I initially thought that the concept of ‘Mail-Order Brides’ i.e. finding someone on the internet and agreeing to marry them despite them probably not even speaking your language is sad, desperate and immoral. But is there actually anything wrong with being desperate for something? Don’t we all act out of desperation at times? Perhaps it would serve us all to take time to imagine what our choices would be like in a situation where we faced a future of no home, no security, no money and no prospects before condemning the actions of others.

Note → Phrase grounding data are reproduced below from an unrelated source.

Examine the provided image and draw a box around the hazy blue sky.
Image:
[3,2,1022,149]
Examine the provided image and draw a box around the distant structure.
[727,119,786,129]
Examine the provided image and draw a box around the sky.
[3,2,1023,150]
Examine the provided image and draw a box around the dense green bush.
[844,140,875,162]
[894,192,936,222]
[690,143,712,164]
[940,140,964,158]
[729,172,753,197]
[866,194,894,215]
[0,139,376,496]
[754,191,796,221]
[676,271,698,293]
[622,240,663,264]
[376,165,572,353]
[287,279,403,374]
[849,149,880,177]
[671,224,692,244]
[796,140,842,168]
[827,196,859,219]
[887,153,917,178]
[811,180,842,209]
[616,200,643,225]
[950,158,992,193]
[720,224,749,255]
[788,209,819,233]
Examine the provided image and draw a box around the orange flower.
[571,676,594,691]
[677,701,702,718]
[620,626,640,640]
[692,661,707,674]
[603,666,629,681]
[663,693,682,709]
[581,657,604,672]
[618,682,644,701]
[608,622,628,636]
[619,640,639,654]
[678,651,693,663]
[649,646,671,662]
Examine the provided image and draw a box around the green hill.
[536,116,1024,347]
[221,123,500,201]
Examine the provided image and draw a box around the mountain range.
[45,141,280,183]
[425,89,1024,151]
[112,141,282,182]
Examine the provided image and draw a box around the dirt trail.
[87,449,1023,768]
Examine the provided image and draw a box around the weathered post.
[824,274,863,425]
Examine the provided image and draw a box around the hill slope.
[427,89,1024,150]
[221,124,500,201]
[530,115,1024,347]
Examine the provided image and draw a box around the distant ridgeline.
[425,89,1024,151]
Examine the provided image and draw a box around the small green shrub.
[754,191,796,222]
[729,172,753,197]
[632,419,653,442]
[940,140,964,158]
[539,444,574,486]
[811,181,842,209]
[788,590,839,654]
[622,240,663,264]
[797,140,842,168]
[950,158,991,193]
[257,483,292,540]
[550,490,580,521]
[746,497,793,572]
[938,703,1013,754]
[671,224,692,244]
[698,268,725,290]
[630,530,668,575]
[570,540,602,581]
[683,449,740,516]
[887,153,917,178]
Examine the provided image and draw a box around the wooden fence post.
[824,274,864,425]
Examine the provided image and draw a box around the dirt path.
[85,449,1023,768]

Sure, the system has some serious flaws e.g. there is a distinct lack of background-checking on behalf of almost all the companies in question and there have been some cases that hit the news recently including a horrific incident whereby one American ‘client’ managed to murder two Ukrainian women via this process. I think this highlights the fact that we need to address the values in our own societies as it is the actions of some Western men who have created this industry in the first place and it is the consumerist culture of capitalism in which we have thrusted upon Ukraine that has created this burning desire to live in a material world. ‘First take the plank out of your own eye, and then you will see clearly to remove the speck from your brother’s eye.’ (Matthew 7:5).
I feel uncomfortable about the attitudes of the men towards the women (and the women towards the men) in these transactions. However, I do have to say that there are some exceptions to the stereotype who are genuinely looking for love and companionship and I respect them for being positive and practical about improving their quality of life. I probably would too if put in their situation.